Re: [xml] XPath normalize-string

Date view Thread view Subject view Author view

From: Bjorn Reese (breese@mail1.stofanet.dk)
Date: Mon Sep 25 2000 - 17:01:16 EDT


Daniel Veillard wrote:
>
> On Sun, Sep 24, 2000 at 04:44:15PM +0000, Bjorn Reese wrote:

> > The translate implementation is fairly naive, and probably doesn't work for
> > all cases of UTF-8 strings, but a naive implementation is still better than
> > none.
>
> right, but you can expect the XPath strings to be in UTF8 too so a simple
> compare would do it if the input string is a correct UTF8 input.

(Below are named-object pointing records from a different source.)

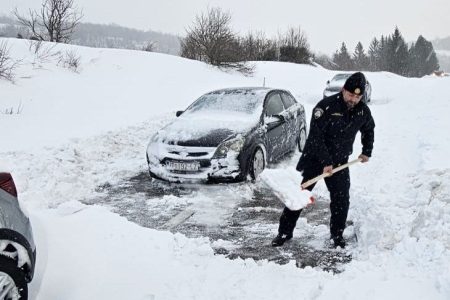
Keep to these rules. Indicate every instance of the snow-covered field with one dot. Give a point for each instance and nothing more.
(77, 130)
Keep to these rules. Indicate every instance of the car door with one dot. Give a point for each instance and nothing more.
(292, 121)
(273, 108)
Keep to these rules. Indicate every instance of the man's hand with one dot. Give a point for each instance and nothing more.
(328, 169)
(363, 158)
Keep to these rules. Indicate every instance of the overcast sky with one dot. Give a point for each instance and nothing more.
(326, 23)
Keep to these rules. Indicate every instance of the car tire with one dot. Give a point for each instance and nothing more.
(257, 163)
(12, 280)
(301, 139)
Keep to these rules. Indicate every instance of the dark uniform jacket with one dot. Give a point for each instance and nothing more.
(333, 130)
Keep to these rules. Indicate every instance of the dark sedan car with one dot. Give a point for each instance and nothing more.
(227, 135)
(336, 83)
(17, 249)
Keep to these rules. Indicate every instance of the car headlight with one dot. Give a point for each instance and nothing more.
(234, 144)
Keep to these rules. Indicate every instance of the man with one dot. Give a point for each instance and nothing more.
(335, 122)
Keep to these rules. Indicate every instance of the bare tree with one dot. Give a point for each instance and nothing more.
(294, 46)
(257, 47)
(7, 64)
(149, 46)
(210, 39)
(54, 22)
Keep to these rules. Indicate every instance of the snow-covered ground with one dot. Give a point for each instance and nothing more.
(77, 130)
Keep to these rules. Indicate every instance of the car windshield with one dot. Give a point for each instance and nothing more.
(240, 101)
(341, 77)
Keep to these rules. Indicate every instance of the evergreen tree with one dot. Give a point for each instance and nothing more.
(397, 54)
(342, 59)
(360, 59)
(374, 55)
(423, 60)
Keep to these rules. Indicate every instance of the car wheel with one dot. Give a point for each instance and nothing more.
(12, 280)
(301, 139)
(257, 164)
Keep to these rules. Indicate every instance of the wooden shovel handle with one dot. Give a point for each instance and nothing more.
(337, 169)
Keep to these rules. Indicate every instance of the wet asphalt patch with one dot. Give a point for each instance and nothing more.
(240, 219)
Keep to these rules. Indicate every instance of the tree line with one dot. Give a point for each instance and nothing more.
(211, 39)
(390, 53)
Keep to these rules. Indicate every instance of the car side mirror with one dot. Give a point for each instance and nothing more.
(280, 119)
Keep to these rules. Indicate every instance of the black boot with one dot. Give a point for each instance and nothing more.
(338, 241)
(280, 239)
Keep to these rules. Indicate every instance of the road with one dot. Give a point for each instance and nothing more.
(239, 219)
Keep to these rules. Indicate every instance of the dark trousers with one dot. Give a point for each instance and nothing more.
(338, 185)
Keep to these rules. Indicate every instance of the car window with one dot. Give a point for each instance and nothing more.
(288, 100)
(274, 105)
(243, 101)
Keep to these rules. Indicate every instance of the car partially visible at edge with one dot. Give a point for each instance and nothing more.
(17, 248)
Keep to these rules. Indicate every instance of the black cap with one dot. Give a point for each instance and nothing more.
(356, 83)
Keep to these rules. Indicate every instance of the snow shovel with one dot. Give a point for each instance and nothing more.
(305, 197)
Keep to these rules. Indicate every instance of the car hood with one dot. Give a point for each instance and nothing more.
(205, 130)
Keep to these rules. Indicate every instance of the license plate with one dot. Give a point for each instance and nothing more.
(183, 166)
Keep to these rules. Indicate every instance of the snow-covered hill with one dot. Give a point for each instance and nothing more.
(76, 130)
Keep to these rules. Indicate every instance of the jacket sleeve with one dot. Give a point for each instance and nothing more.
(319, 120)
(367, 136)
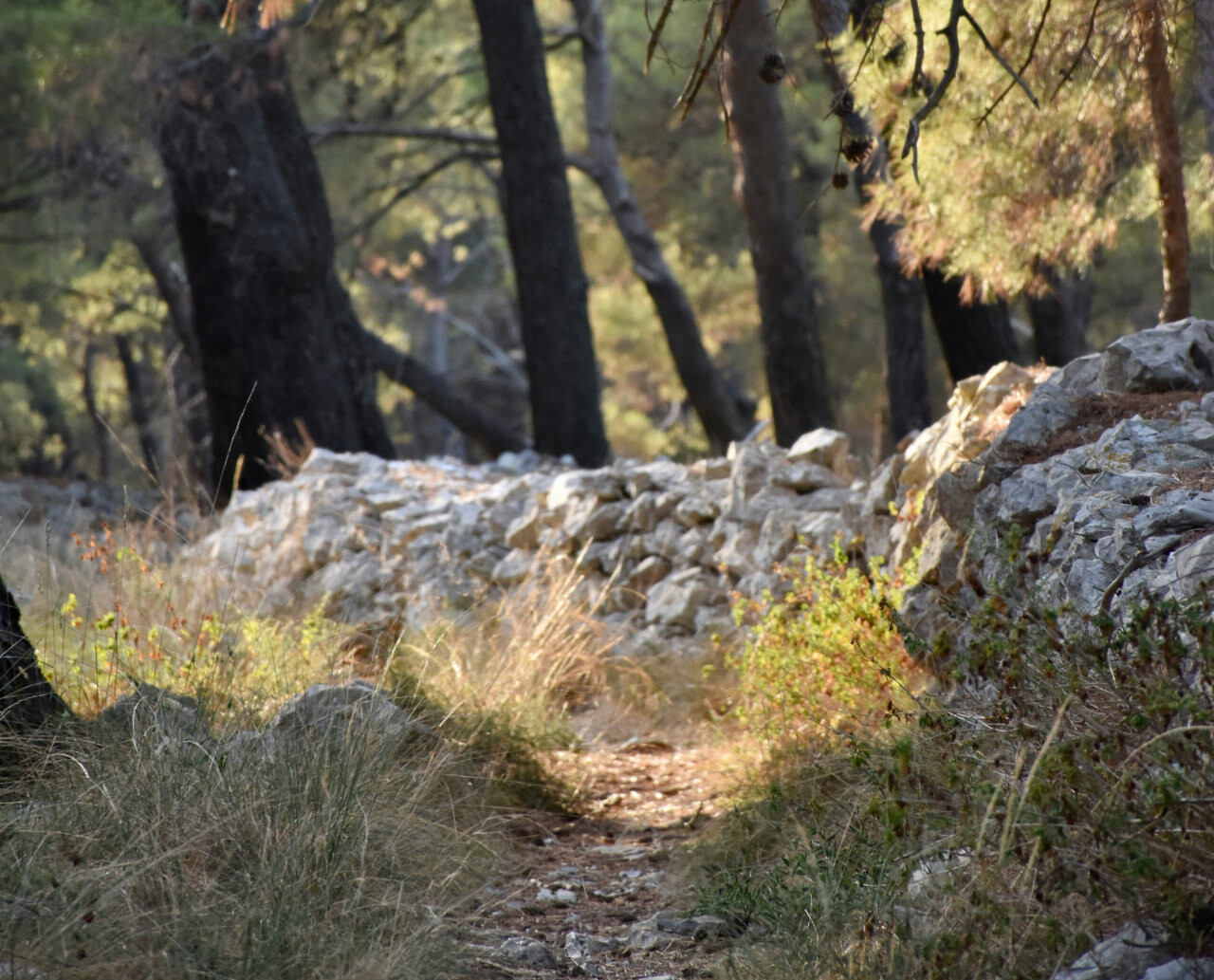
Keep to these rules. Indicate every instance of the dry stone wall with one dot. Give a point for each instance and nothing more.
(1101, 472)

My concern was more about finding the appropriate substitution character,
as the from-array and the to-array can get "out of sync". For example,
let XX denotes a two octet UTF-8 encoded character. Consider a translation
which will swap each occurrence of 'a' with 'XX', and 'XX' with 'a'

  translate("XXaXXa", "aXX", "XXa")

Looking up the first occurrence of 'XX' tells us that it is located at
index 1 (starting from 0) in the from-array. However, index 1 in the
to-array is in the middle of a UTF-8 character. The correct index should
be 2.

The only solution I can think of is to convert the two arrays into
proper (UCS-2/4) Unicode or widechar arrays before processing takes
place.

> If you have more testcases based on testxPath or would like specific
> improvement, send them or request them I will try to comply.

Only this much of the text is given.